Wednesday, 24 de April de 2024 ISSN 1519-7670 - Ano 24 - nº 1284

FHC e a questão das drogas

Entre as grandes polêmicas do nosso tempo, os debates sobre o consumo de maconha são, certamente, um dos mais acalorados. De um lado estão os setores mais conservadores, decisivamente contrários à liberação do uso da erva. Do outro lado, os setores mais libertários, que defendem, de modo não menos enfático, a sua legalização.
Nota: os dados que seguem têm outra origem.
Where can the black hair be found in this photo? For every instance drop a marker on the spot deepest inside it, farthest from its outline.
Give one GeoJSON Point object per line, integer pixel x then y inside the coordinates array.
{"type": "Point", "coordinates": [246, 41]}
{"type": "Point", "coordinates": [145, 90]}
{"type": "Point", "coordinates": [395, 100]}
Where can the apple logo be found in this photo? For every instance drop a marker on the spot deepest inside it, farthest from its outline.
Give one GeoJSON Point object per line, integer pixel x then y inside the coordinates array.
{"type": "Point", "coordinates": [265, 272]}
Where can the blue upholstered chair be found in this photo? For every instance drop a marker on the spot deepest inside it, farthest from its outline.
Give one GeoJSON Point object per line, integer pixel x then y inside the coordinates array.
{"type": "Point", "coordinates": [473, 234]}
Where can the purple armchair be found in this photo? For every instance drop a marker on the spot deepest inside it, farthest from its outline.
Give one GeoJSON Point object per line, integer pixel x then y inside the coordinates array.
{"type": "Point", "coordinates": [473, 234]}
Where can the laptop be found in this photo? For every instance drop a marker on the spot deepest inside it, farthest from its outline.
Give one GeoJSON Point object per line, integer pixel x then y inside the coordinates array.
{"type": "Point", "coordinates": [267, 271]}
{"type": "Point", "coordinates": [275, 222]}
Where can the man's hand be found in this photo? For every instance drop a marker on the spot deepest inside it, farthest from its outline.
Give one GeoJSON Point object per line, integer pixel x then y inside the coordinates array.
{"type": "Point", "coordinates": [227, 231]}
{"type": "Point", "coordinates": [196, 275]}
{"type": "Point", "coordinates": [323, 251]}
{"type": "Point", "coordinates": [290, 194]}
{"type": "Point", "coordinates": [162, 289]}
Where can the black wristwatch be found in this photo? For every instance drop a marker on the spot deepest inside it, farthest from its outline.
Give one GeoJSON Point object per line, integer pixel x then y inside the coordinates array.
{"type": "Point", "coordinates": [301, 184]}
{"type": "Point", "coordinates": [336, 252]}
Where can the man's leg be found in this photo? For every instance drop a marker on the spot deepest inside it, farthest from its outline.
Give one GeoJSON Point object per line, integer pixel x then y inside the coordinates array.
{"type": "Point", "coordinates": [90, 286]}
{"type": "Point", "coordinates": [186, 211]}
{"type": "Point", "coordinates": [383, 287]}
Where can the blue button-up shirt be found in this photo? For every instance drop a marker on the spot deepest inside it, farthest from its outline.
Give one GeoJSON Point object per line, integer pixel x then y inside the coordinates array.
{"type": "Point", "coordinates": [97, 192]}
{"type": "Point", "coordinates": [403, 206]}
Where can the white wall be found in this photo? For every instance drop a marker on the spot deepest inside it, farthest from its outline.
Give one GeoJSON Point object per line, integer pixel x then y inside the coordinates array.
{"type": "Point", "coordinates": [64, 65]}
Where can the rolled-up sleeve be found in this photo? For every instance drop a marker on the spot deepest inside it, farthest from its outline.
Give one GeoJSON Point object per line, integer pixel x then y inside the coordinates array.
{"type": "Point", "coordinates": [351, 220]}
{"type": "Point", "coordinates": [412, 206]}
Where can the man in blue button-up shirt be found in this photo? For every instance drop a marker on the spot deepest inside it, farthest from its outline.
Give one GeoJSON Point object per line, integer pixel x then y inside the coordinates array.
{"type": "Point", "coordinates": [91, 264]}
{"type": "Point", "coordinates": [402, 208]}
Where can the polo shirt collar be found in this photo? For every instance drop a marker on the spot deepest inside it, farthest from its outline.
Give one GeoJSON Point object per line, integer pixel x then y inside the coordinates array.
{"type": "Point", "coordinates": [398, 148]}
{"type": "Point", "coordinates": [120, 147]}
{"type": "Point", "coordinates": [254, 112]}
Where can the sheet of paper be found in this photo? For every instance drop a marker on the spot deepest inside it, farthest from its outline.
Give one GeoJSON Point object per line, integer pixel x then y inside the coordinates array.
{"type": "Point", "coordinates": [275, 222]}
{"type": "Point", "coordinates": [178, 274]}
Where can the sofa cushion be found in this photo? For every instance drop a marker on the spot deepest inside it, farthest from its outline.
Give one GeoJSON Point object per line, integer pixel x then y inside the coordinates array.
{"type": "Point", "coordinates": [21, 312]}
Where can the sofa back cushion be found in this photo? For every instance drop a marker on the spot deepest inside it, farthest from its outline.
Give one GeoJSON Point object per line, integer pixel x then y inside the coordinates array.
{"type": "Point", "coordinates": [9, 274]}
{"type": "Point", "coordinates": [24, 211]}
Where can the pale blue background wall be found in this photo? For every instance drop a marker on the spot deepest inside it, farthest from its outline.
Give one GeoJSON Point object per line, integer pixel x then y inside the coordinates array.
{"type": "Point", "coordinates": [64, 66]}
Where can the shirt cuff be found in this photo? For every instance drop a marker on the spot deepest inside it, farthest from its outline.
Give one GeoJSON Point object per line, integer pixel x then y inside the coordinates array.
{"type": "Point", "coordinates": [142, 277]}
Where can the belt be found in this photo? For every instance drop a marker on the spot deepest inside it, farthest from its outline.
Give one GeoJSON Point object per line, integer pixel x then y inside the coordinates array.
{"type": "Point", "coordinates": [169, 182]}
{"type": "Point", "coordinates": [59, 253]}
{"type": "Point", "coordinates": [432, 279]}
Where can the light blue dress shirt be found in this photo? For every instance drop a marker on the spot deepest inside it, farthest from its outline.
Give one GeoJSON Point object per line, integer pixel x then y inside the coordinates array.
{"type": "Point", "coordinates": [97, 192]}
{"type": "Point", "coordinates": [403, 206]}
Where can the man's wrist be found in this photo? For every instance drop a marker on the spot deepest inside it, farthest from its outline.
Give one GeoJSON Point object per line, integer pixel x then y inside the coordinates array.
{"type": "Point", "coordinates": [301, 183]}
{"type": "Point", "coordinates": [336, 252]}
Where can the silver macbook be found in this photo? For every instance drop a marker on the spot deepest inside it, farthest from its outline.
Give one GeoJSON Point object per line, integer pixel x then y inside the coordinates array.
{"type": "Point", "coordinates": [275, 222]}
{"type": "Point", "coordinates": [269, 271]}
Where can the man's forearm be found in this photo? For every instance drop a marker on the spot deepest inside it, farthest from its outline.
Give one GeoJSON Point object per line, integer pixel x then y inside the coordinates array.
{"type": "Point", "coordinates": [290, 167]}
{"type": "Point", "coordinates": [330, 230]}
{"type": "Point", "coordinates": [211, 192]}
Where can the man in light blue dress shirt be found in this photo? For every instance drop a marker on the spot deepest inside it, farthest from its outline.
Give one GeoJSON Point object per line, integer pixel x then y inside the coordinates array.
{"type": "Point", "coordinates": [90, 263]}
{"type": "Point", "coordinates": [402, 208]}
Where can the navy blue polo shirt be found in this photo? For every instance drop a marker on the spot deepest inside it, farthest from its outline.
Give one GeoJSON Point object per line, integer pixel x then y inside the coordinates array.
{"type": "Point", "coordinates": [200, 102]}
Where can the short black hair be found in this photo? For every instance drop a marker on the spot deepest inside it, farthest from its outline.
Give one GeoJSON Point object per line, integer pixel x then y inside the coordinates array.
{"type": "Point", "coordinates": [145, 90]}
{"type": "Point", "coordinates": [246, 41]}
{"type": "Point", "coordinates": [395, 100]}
Nos últimos anos, a ideia de que a proibição talvez não seja a melhor maneira de lidar com os prováveis malefícios causados pelo consumo de maconha tem ganhado cada vez mais consistência. Nessa perspectiva, podemos citar o ex-presidente Fernando Henrique Cardoso como uma das personalidades públicas que defendem a necessidade de um novo debate sobre a questão das drogas. No domingo (12/8), Fernando Henrique apresentou algumas de suas opiniões sobre o tema ao programa É Notícia, exibido pela Rede TV!. “No Brasil, há uma hipocrisia. Na verdade, a maconha aqui é livre e tem um canal de acesso péssimo, que são os traficantes. Um estudante entra em contato com o traficante, que pode induzi-lo a passar da maconha para uma droga ainda pior. A gente tem que regular esta questão”, afirmou o ex-presidente ao apresentador Kennedy Alencar.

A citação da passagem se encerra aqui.